I may just not know the terminology needed to find the proper google results but I am trying to count the number of feature classes and store that for reference later in the script so that if the number of feature classes change then the workflow checks the projection of the newly added feature class.

This is my script with the len function:

# Import arcpy and numpy
import os
import arcpy
import numpy

arcpy.env.workspace = r"C:\Users\Distances.gdb"
outWorkspace = r"C:\Users\Distances.gdb"

try:

    # Use ListFeatureClasses to generate a list of inputs
    for fc in arcpy.ListFeatureClasses():
        fcCount = len(fc)
        # Determine if the input has a defined coordinate system, can't project it if it does not
        dsc = arcpy.Describe(fc)

        if dsc.spatialReference.Name != 'NAD_1983_StatePlane_California_III_FIPS_0403_Feet':
            # Determine the new output feature class path and name
            outfc = os.path.join(outWorkspace, fc + "_NAD1983")

            # Set output coordinate system
            outCS = arcpy.SpatialReference('NAD 1983 StatePlane California III FIPS 0403 (US Feet)')

            # run project tool
            arcpy.Project_management(fc, outfc, outCS)

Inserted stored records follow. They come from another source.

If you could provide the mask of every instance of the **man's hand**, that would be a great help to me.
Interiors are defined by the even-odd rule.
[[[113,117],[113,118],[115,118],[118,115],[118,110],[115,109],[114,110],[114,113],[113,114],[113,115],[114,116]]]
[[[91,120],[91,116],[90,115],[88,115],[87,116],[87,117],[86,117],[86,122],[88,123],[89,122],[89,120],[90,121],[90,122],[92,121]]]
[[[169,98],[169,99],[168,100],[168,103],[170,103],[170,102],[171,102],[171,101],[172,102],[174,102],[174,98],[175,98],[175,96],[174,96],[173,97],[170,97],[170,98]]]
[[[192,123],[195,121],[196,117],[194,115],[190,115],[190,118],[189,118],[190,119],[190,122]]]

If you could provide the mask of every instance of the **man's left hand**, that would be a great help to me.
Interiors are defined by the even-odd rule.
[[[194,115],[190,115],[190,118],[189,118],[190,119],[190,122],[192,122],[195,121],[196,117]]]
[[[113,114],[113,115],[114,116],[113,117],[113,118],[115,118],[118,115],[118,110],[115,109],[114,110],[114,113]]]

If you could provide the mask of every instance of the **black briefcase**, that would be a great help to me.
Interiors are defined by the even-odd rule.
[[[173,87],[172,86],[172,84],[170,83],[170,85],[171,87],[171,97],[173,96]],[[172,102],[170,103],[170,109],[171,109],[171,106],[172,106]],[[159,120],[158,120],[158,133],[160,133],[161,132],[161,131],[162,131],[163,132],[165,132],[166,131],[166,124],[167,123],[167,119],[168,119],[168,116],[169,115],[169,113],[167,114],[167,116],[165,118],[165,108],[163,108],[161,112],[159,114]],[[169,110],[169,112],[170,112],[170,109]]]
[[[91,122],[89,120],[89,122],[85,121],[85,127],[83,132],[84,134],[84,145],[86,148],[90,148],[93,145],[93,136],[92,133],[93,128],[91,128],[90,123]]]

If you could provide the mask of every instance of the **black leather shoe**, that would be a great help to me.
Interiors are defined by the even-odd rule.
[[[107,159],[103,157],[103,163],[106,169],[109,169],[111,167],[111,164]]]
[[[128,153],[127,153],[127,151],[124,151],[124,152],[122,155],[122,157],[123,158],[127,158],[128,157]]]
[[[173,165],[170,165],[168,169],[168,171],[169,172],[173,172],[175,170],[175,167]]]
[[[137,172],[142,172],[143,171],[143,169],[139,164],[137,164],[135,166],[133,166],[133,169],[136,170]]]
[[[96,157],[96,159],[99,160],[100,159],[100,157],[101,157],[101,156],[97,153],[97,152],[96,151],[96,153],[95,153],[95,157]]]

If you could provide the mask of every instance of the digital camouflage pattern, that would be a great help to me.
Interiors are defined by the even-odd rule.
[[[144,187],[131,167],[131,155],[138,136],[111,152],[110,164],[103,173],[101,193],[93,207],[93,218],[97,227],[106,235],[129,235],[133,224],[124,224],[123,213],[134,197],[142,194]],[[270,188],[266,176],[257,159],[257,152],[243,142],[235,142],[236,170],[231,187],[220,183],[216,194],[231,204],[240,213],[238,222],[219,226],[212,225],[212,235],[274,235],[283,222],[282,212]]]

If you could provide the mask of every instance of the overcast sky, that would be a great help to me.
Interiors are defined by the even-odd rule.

            # check messages
            print(arcpy.GetMessages())
        else:

            print(fc)

except arcpy.ExecuteError:
    print(arcpy.GetMessages(2))

except Exception as ex:
    print(ex.args[0])

Storing and checking for feature class names may be a more fine grained detail worth considering but un-found in my google searching.

  • 2
    Given that lists, sets, and dictionaries are so fundamental to what makes Python pythonic, it's curious that your searching on lookups using Python didn't turn up the in operator. Lists could be used in two passes to find removed and added objects, sets could be used to find differences, and dictionaries could be used to detect row count change (or any other property). – Vince Feb 14 at 1:02
2

It is unclear what you want to use the Counts for. But try creating the list first, count, then iterate:

fclist = arcpy.ListFeatureClasses() 

l = len(fclist)
for fc in fclist:
   ...

When you do len(fc) you count each list element, not all of them

Or if you want to count each iteration, for example to use when naming outputs you can do:

fclist = arcpy.ListFeatureClasses()
count = 0
for fc in fclist: 
    count+=1
    ...
  • *Sorry I don't know how to add the code breakout in this 'comment' field. Let me see if I can wrap my brain around this. If I have 3 feature classes in a .gdb named {cat,dog,pig}, would this save cat, dog, and pig as {0,1,2}? What I would like to do is be able to check my .gdb and see if the file later on becomes {cat,dog,pig,fish} and check to see if 'fish' is the right projection. Would this then be something like: fcCheck="" for fc in fclist count+1 if fcCheck != 3 Check for projection – Therow Feb 13 at 21:09
  • I dont know exactly what you are trying to do. Im just saying that the second example could be used if you want to name the outputs by Count, for example cat_1, dog_2, pig_3 etc. – BERA Feb 14 at 6:55
  • What I would like to do is run the python script and determine if everything in the .gdb is projected -- then store the 'names' or the 'count of features' for the next time the script is run so that if something changes the script uses the projection section again to make sure all projections are the same. So, for instance, I add a new feature class to the .gdb and I run this script it would detect a change and then see if the new feature class needs projecting. – Therow Feb 14 at 17:07
0

You can use len() and Fiona's listlayers to do this. For example:

import fiona

count = len(fiona.listlayers('/path/to/your/geodatabase.gdb'))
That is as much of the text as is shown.